Performance Accuracy of Real-Time GPS Asset Tracking Systems for Timber Haulage Trucks Travelling on Both Internal Forest Road and Public Road Networks
Ger J. Devlin and Kevin McDonnell
The GPSTRACK project has arisen as a result of a recommendation in the Forest Industry Transport Group (FITG) Code of Practice for Timber Haulage, which was to “Encourage closer co-operation between consignors and hauliers to plan routes in a manner which optimizes the economic returns within a legal framework.”The project involved the installation of Bluetree global positioning systems (GPS) asset tracking systems onto two timber haulage trucks: an articulated Iveco Stralis 530 6*2 tractor unit with tri-axle road friendly air suspension flatbed trailer with a design gross vehicle weight (dgvw) equal to 44 t and a Scania 124 (400) with a rigid (3 axle) + trailer (3 axle) + crane combination with an equivalent dgvw of 44 t.This paper discusses the background and use of real-time asset tracking devices in the context of timber haulage in Ireland.

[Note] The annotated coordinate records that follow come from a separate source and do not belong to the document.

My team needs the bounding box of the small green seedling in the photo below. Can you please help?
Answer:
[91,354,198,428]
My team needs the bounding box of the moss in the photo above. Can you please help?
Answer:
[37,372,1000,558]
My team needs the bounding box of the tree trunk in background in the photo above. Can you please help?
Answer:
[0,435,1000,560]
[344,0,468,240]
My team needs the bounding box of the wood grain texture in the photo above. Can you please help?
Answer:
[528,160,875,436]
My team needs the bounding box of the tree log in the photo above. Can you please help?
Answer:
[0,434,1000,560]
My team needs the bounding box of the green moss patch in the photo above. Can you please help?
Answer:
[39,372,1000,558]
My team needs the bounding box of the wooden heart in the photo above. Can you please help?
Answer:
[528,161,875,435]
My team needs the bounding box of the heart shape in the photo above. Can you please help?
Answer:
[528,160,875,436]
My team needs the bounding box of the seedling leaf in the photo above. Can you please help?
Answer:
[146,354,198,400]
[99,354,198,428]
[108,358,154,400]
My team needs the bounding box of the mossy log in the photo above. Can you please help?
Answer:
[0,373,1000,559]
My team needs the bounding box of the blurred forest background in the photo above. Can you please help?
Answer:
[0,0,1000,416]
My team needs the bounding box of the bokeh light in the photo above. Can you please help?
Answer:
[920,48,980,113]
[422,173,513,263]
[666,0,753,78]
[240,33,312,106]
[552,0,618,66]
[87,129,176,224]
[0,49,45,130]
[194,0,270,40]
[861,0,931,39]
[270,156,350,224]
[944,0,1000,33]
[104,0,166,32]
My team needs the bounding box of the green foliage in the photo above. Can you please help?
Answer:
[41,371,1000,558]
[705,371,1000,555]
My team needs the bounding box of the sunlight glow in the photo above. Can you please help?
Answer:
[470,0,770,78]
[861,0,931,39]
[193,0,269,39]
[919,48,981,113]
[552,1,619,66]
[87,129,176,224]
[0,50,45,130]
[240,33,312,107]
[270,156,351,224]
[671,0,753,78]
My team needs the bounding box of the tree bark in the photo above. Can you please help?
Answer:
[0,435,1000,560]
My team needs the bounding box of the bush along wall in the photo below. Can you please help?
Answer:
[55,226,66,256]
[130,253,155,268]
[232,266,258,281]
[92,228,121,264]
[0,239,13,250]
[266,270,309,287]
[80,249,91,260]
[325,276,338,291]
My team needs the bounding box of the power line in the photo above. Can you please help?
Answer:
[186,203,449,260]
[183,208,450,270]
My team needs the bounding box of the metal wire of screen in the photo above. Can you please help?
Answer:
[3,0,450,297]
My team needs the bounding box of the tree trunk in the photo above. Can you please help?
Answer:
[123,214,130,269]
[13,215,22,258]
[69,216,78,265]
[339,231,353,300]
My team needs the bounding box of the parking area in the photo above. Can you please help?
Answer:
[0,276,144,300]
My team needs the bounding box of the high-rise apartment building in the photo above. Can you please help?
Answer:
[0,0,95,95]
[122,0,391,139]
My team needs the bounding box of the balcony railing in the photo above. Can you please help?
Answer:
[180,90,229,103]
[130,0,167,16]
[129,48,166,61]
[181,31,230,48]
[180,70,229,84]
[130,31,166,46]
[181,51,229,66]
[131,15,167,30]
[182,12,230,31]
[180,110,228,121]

Real-time location information is a relatively new concept for Irish applications (less than 5 years), but there is an increasing deployment of the technology into the truck transport sector in Ireland. The goal of this study was to test the accuracy of the recorded GPS locations relative to the underlying travelled route network based on the criteria of: 1) a fixed GPS receiver location, 2) a truck travelling on public routes, and 3) comparing accuracy of public routes to the accuracy of the truck travelling in a more demanding environment such as the internal forest road network. The results analysis calculated the horizontal root mean square (HRMS) 63 percent GPS accuracy of both trucks tracklog on both the public road network and the internal forest road network over a period of 4 weeks which totalled approximately 15,000 GPS data points. The HRMS accuracy values ranged from 2.55 to 2.47 m for the public roads, while the forest road accuracy were approximately 27 m and 41 m for Iveco and Scania, respectively.